It's more right to be loving, than to be right

"LIBERAL senator Cory Bernardi has been forced to resign as shadow parliamentary secretary to Tony Abbott following his remarks linking gay marriage to bestiality." The Australian, 19th Sept 2012

Thus spoke The Australian newspaper. Almost right. Further down the story, if you cared to read so far, the paper clarified a little.
During a debate last night over proposed gay marriage laws, Senator Bernardi said legalising same-sex unions would prompt calls for more extreme changes.“The next step ... is having three people that love each other be able to enter into a permanent union endorsed by society, or four people,” Senator Bernardi said.
“There are even some creepy people out there, who say that it's OK to have consensual sexual relations between humans and animals. Will that be a future step?”
As usual, the nuanced and "ill-considered" remarks of a politician, were spun into a simpler, and less accurate proposition. "Gay marriage leads to bestiality" became the strident message of the day. Gays were offended. Who could blame them? It appeared some ratbag Senator was suggesting that same sex relationships inevitably lead to sheepy-sex.

You can read what Senator Bernadi actually said here:  and make up your own mind. But my intention here is not to debate the merits of the argument, but rather to bemoan the inability to actually have an argument. Bernadi's proposition was not debated. It was merely attacked.

Bernadi's proposition was that legalising same sex marriage could lead to demands to legalise other kinds of unions.

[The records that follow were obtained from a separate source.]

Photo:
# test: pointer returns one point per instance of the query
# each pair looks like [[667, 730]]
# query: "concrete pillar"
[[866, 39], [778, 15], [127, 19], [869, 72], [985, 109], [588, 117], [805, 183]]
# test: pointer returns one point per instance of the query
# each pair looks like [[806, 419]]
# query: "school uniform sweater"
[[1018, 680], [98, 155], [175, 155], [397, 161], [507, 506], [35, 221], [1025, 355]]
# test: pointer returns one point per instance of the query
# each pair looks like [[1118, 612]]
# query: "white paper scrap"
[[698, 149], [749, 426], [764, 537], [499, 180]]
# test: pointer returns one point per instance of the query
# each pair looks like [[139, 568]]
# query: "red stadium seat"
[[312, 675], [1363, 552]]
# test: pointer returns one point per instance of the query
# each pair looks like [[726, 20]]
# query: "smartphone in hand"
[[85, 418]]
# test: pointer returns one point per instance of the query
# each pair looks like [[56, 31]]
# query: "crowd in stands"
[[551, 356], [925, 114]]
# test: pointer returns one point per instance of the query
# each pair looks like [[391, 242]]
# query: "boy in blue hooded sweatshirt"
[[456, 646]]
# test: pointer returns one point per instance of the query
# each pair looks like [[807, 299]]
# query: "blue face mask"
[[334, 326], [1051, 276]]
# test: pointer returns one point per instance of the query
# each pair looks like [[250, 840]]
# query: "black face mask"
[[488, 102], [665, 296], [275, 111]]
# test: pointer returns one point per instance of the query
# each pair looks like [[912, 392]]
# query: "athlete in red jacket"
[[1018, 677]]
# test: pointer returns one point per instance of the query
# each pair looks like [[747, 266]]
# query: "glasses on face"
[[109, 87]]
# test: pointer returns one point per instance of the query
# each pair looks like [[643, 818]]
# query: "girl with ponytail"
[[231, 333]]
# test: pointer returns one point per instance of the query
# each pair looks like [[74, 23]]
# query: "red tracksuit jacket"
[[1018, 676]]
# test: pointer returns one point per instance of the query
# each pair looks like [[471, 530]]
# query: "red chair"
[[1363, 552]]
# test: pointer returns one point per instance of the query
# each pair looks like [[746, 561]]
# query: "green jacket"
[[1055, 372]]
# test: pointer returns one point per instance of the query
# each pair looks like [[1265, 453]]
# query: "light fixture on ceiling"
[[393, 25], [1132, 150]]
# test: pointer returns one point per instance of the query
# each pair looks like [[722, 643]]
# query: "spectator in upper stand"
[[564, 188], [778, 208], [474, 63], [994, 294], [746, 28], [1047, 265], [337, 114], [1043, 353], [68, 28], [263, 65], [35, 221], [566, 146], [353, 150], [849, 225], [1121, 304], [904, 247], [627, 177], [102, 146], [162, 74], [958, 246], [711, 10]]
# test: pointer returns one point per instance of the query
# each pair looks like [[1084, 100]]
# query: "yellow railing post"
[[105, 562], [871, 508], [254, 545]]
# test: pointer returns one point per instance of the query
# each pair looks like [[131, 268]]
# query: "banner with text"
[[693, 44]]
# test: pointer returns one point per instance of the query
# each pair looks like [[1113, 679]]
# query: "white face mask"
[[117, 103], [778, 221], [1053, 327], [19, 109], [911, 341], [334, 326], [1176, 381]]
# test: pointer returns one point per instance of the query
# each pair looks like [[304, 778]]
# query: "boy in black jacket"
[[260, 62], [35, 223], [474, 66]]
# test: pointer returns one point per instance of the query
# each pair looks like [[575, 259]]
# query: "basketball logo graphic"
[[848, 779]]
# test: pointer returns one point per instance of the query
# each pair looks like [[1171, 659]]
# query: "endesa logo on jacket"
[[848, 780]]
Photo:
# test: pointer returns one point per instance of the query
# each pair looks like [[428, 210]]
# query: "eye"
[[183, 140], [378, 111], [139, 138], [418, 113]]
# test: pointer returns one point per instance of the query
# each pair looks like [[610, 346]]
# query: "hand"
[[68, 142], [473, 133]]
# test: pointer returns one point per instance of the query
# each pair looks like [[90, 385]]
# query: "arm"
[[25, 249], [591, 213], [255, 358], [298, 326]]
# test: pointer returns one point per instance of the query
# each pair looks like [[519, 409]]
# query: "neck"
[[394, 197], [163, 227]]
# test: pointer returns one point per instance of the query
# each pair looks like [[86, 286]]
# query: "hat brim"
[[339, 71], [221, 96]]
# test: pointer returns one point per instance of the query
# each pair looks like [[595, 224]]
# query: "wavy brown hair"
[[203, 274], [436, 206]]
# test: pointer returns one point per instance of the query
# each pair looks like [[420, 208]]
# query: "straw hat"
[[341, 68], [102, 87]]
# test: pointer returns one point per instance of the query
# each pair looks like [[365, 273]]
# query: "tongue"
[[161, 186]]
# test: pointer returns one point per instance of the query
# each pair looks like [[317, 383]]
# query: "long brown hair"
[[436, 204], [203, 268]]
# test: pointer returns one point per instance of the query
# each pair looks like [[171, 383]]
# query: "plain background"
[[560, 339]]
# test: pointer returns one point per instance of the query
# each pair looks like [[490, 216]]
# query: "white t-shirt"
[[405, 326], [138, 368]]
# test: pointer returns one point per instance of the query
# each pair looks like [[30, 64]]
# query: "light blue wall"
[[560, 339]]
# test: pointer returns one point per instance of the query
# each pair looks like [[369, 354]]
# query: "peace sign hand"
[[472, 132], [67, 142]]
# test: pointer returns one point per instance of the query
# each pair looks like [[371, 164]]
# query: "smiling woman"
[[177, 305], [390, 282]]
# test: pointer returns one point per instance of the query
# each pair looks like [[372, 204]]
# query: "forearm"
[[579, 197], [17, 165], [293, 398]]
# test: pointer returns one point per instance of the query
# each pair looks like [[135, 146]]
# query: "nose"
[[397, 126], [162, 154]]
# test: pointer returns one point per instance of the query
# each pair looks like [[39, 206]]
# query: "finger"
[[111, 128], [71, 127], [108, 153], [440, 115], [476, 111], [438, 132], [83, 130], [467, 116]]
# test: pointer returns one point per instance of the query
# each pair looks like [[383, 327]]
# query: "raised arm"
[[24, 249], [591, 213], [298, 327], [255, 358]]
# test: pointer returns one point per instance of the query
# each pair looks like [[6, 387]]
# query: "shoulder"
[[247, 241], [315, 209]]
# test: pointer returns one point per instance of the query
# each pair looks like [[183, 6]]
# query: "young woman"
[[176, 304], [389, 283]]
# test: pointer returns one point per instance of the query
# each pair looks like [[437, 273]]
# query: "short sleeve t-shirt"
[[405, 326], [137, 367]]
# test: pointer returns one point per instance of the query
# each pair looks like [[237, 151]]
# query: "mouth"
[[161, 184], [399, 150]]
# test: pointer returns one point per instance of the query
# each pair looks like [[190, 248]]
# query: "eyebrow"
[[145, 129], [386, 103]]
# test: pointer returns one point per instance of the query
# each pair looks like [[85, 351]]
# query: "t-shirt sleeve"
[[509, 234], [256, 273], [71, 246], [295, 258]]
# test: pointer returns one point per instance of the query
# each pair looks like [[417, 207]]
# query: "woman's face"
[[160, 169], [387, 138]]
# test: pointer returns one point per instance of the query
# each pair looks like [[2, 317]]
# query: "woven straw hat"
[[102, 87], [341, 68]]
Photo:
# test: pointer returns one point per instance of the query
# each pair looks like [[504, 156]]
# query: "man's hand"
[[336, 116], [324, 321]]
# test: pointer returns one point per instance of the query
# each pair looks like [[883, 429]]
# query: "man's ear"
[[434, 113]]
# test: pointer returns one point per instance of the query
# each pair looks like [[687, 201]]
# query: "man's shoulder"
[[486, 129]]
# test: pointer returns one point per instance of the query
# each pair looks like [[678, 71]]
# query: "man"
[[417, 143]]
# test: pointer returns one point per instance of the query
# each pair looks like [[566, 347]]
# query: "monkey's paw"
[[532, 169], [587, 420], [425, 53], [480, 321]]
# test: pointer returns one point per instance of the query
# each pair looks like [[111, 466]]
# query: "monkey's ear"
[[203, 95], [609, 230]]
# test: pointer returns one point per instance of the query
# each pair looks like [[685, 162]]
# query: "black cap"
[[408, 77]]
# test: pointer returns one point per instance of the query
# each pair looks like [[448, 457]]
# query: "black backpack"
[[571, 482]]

Surely this is a proposition that could be considered soberly and rationally. Why is it so hard to have a sensible conversation about propositions? Why does everything descend into personal attacks, name-calling, half-truths and outright lies?

After all, same-sex marriages have been legalised in some places for quite a while. Is there any evidence from these places that they are on a slippery slope? How many sheep have been asked to be married to humans in the Netherlands after eleven years of experience? And, by the way, how was the sheep's consent determined?

In the media rush to put Bernardi into a strait-jacket hardly anyone paused a nanosecond to consider the merits, or frankly demerits, of the proposition. Bernardi was hoisted on his own petard, and perhaps he deserved it, but not because anyone had bothered to say how he was wrong. If indeed he was. Who knows?

The Other Side Of The Coin Looks The Same

This week Judy and I attended a presentation by Bill Muehlenberg on behalf of The Australian Family Association. The AFA exists under the umbrella of the National Civic Council (yes, B.A. Santamaria etc). For non-Aussie readers, let's just say Conservative Catholic, and that Senator Bernardi would not feel out of place at a meeting of the Australian Family Association. 

I was familiar, but hardly intimate, with Bill's style. Like me, Bill has a website -  When Judy asked me what he was like, I described him as "a radical conservative" which I suppose sounded too oxymoronic to be enlightening. 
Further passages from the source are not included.